Secondary goals include assessing changes in the progression of lung fibrosis and patient-reported measures related to breathing and coughing.

Pamrevlumab will be administered at a dose of 30 mg/kg via an into-the-vein infusion every three weeks, totaling 17 infusions over 48 weeks.

ZEPHYRUS-1 includes patients not currently being treated with other IPF therapies due to intolerance, ineligibility, or other reasons. Such reasons include concerns about treatment risks.

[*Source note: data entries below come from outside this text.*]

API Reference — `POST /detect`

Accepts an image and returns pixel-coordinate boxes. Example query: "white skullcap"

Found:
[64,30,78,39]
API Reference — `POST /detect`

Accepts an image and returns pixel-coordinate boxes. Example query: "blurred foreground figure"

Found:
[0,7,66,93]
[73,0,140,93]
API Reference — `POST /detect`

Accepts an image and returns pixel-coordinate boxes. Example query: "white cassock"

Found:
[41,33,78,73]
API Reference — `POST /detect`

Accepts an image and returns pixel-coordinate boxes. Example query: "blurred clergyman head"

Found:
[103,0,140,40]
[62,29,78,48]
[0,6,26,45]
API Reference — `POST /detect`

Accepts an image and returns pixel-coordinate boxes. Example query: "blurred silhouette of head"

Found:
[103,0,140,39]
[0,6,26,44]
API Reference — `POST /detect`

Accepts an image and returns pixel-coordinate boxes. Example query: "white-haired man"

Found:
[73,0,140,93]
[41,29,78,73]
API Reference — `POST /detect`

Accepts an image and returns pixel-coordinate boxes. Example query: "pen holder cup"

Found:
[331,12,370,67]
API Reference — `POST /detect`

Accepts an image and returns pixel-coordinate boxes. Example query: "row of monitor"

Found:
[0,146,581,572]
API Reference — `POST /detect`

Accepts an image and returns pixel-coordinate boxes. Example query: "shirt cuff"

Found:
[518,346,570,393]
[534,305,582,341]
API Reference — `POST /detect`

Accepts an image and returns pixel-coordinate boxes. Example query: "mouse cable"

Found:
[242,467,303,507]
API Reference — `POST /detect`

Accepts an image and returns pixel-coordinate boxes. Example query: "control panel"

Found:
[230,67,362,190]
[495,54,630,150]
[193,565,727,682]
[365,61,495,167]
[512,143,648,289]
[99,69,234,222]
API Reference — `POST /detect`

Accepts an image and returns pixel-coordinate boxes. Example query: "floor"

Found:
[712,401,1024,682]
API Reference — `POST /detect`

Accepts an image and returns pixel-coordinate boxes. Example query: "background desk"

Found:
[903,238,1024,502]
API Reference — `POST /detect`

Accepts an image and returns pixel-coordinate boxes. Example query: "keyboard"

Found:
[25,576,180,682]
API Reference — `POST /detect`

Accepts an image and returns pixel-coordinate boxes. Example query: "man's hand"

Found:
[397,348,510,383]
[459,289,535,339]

ZEPHYRUS-2, meanwhile, specifically aims to investigate pamrevlumab’s efficacy in patients who previously used other approved IPF therapies, such as Esbriet (pirfenidone) or Ofev (nintedanib), but had discontinued treatment.

Participants in both studies will have the option of entering an open-label extension phase after the end of the one-year core study.

Two Phase 2 trials — PRAISE (NCT01890265) and FGCL-3019-049 (NCT01262001) — supported the treatment’s safety and efficacy. These studies showed that a similar course of treatment used in the ZEPHYRUS trials was able to interrupt the progression of lung fibrosis in IPF patients with mild-to-moderate disease, which was associated with improvements in lung function.

Pamrevlumab has been granted orphan drug and fast track designations by the U.S. Food and Drug Administration (FDA) for IPF, locally advanced unresectable pancreatic cancer, and Duchenne muscular dystrophy.